Many years ago the American Council on Education and several other national higher-education associations issued a statement on university governance. Among other principles stated, it called for the expression of clear reasons for any objections that administrators might have for curricular decisions made by faculty.
The unwillingness of UNC administrators to offer an explanation or any comment at all about their reservations about the course in question suggests that there was an ulterior motive. One can draw the implication that the subject of Smith’s course had drawn criticism from those seeking to deny or diminish public attention toward UNC’s responsibility for the athletic-academic scandal that has unfolded over the past several years.
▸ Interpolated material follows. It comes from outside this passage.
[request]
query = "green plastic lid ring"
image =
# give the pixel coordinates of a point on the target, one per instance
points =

My guess is that very few would have noticed the course, other than a handful of undergraduates, had the administration not interfered.
Never miss a local story.
Samuel H. Magill
Make districts fair
Regarding “Court affirms N.C. districts as racial gerrymanders” (June 6): In back-to-back decisions, the U.S. Supreme Court rejected the state’s electoral maps for both congressional and legislative districts, spotlighting once again an urgent need for a nonpartisan redistricting process.
North Carolina must abolish the practice of gerrymandering, which permits legislators to draw districts that ensure their own re-election. Under this system, legislators are choosing their voters, rather than voters choosing their representatives. Furthermore, gerrymandered districts lead to single-candidate elections, where politicians don’t compete for votes and voters have no real choice. The lack of opposition yields extremism among legislators and cynicism among voters.
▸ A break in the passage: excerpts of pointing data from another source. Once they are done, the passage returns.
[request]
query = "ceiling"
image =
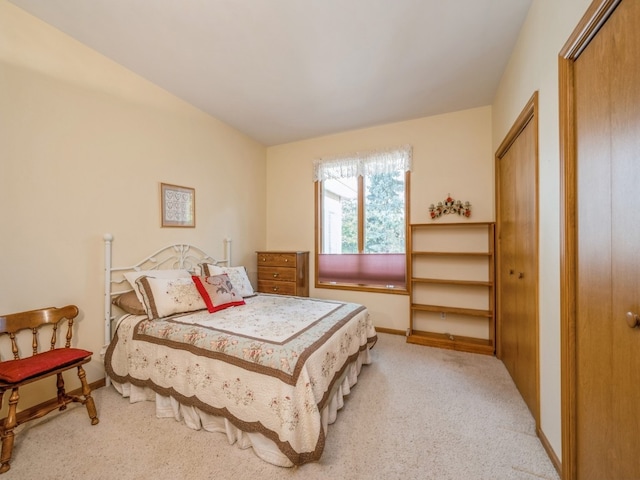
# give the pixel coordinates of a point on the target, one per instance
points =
(286, 70)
Because N.C. has no citizens’ initiative process, the only recourse to correct gerrymandering is the slow, costly option of litigation.
As it has done nationwide since 1966, the League of Women Voters strongly endorses an independent commission that would draw N.C. election districts openly, using well-established, equitable guidelines. We urge state legislators to bring to the floor the fair redistricting bills that now languish in the Rules Committees.
Hearings and votes are long overdue. North Carolina deserves an independent commission that strives to produce fair, representative districts in which every vote counts.